4. Par une décision du 18 novembre 2025, le ministre de l'intérieur a notifié à la société Etude Construction Rénovation Atlantique une amende administrative sur le fondement de l’article L. 8253-1 du code du travail pour un montant total de 82 000 euros. Pour justifier de l’urgence à suspendre l’exécution de cette décision, la société requérante soutient que le paiement de la somme mise à sa charge qui représente un montant important, compromettrait le règlement de ses charges courantes et ferait peser un risque réel sur la continuité même de l’activité économique. Toutefois, il résulte de l’instruction que la société requérante a présenté le 20 février 2026, une requête tendant à l’annulation du titre de perception émis le 25 novembre 2025. Alors qu’une telle contestation a, par application de l’article 117 du décret du 7 novembre 2012, pour effet de suspendre le recouvrement de cette somme, les conclusions à fin de suspension présentées par la société Etude Construction Rénovation Atlantique sur le fondement de l’article L. 521-1 du code de justice administrative présentent un caractère superfétatoire et sont manifestement irrecevables. Par suite, sans qu’il soit besoin de se prononcer sur l’existence d’un doute réel et sérieux quant à la légalité de la décision, il y a lieu de rejeter les conclusions à fin de suspension par application de l’article L. 522-3 du code de justice administrative.

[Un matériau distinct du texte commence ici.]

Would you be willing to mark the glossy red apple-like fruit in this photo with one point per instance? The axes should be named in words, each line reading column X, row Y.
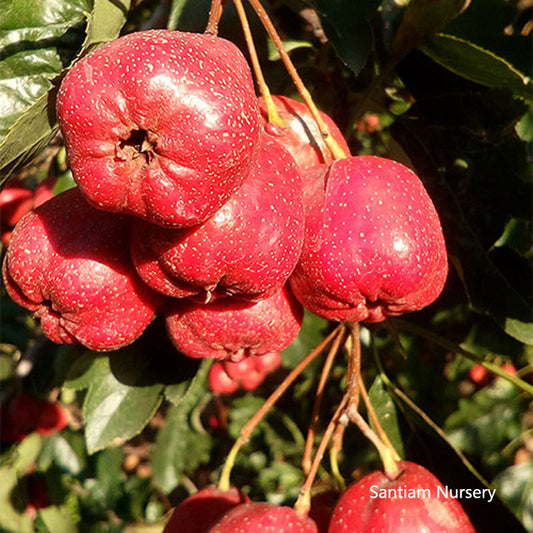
column 260, row 517
column 301, row 135
column 15, row 201
column 160, row 124
column 234, row 329
column 69, row 264
column 374, row 245
column 414, row 501
column 200, row 511
column 248, row 248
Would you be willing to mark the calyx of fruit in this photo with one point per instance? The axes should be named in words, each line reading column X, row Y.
column 414, row 501
column 69, row 264
column 374, row 245
column 259, row 517
column 199, row 512
column 248, row 248
column 232, row 329
column 161, row 124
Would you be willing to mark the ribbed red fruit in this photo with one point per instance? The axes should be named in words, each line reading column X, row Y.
column 374, row 245
column 259, row 517
column 413, row 502
column 161, row 124
column 248, row 248
column 232, row 329
column 69, row 264
column 200, row 511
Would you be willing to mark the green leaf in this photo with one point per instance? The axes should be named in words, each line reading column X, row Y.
column 105, row 22
column 37, row 41
column 347, row 25
column 12, row 519
column 58, row 519
column 118, row 405
column 385, row 409
column 477, row 64
column 179, row 449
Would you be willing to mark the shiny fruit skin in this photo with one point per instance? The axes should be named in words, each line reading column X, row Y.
column 160, row 124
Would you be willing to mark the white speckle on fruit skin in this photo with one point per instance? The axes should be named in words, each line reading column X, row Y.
column 69, row 264
column 191, row 94
column 374, row 245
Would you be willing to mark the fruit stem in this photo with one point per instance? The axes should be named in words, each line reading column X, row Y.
column 375, row 420
column 246, row 431
column 334, row 147
column 354, row 366
column 248, row 428
column 273, row 114
column 215, row 13
column 303, row 503
column 306, row 462
column 390, row 465
column 224, row 482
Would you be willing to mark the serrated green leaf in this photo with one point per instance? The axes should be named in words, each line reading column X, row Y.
column 37, row 41
column 348, row 28
column 187, row 394
column 86, row 370
column 116, row 410
column 12, row 520
column 385, row 409
column 105, row 22
column 58, row 519
column 179, row 449
column 477, row 64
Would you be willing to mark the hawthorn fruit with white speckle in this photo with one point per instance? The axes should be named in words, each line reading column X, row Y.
column 259, row 517
column 232, row 329
column 248, row 248
column 160, row 124
column 69, row 264
column 374, row 245
column 410, row 503
column 199, row 512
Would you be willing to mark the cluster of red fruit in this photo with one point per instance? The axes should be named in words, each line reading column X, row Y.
column 415, row 500
column 226, row 377
column 192, row 204
column 23, row 414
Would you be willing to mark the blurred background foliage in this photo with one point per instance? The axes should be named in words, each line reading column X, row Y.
column 442, row 86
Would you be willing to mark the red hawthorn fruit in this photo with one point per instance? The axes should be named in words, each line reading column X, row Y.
column 15, row 201
column 161, row 124
column 220, row 381
column 259, row 517
column 18, row 417
column 361, row 509
column 301, row 135
column 248, row 248
column 231, row 329
column 200, row 511
column 70, row 265
column 374, row 245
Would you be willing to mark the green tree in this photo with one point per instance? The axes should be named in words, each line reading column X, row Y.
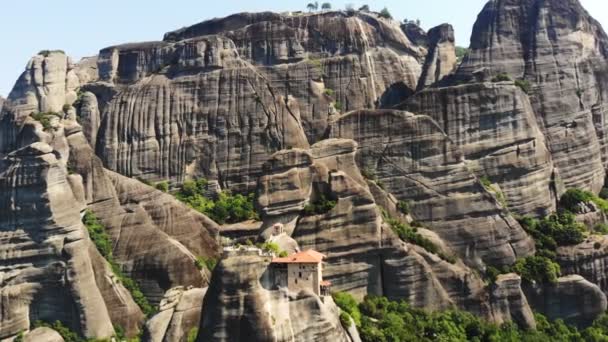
column 385, row 13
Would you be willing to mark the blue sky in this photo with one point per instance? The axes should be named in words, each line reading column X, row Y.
column 82, row 28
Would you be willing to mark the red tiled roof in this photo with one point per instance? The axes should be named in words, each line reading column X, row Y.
column 306, row 257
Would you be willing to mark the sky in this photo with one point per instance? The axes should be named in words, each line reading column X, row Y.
column 82, row 28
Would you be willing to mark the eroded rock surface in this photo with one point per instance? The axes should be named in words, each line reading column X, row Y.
column 242, row 304
column 433, row 177
column 561, row 52
column 441, row 57
column 495, row 127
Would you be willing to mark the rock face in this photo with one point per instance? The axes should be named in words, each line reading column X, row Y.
column 43, row 334
column 222, row 102
column 589, row 259
column 508, row 297
column 560, row 51
column 48, row 83
column 464, row 214
column 572, row 298
column 441, row 57
column 496, row 128
column 179, row 316
column 364, row 256
column 50, row 265
column 242, row 305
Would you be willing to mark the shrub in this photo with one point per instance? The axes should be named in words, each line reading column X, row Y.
column 65, row 332
column 404, row 207
column 338, row 105
column 227, row 208
column 162, row 186
column 19, row 337
column 537, row 268
column 604, row 193
column 368, row 174
column 385, row 14
column 321, row 206
column 523, row 85
column 103, row 243
column 502, row 77
column 573, row 197
column 271, row 247
column 555, row 230
column 348, row 304
column 203, row 262
column 192, row 334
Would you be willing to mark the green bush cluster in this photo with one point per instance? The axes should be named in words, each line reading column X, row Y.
column 555, row 230
column 524, row 85
column 162, row 186
column 383, row 320
column 385, row 13
column 272, row 247
column 321, row 206
column 538, row 269
column 103, row 243
column 573, row 197
column 227, row 208
column 44, row 118
column 65, row 332
column 404, row 207
column 502, row 77
column 411, row 235
column 203, row 262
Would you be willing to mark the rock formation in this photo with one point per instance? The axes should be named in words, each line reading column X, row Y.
column 179, row 315
column 441, row 57
column 242, row 305
column 468, row 217
column 288, row 106
column 559, row 52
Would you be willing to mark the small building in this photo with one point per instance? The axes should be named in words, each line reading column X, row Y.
column 302, row 271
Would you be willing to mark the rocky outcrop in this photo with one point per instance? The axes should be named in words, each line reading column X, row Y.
column 42, row 334
column 242, row 304
column 223, row 102
column 441, row 57
column 560, row 51
column 364, row 256
column 415, row 34
column 178, row 317
column 508, row 298
column 572, row 298
column 415, row 161
column 48, row 260
column 495, row 127
column 589, row 259
column 47, row 84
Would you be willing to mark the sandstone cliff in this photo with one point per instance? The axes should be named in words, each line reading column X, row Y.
column 287, row 105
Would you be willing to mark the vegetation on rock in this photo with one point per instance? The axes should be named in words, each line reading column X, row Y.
column 411, row 235
column 103, row 243
column 203, row 262
column 383, row 320
column 321, row 206
column 227, row 208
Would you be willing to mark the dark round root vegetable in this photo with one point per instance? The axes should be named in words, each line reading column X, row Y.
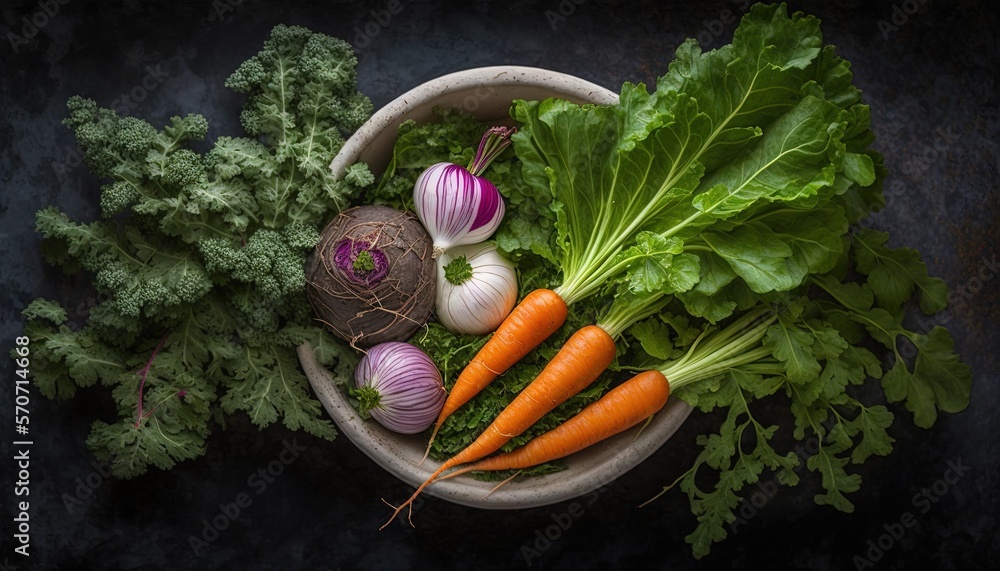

5. Les dispositions de l’article L. 761-1 du code de justice administrative font obstacle à ce que soit mis à la charge de l’Etat, qui n’est pas, dans la présente instance, la partie perdante, le versement d’une somme au titre des frais exposés et non compris dans les dépens.





ORDONNE :



Article 1er : La requête n° 2601390 présentée par la société Etude Construction Rénovation Atlantique est rejetée.

Article 2 : La présente ordonnance sera notifiée à la société Etude Construction Rénovation Atlantique.

Copie sera adressée pour information au ministre de l’intérieur.

Fait à Bordeaux, le 6 mars 2026.

La juge des référés,



N. Gay
La République mande et ordonne au ministre de l’intérieur en ce qui le concerne, et à tous commissaires de justice à ce requis, en ce qui concerne les voies de droit commun contre les parties privées, de pourvoir à l’exécution de la présente ordonnance.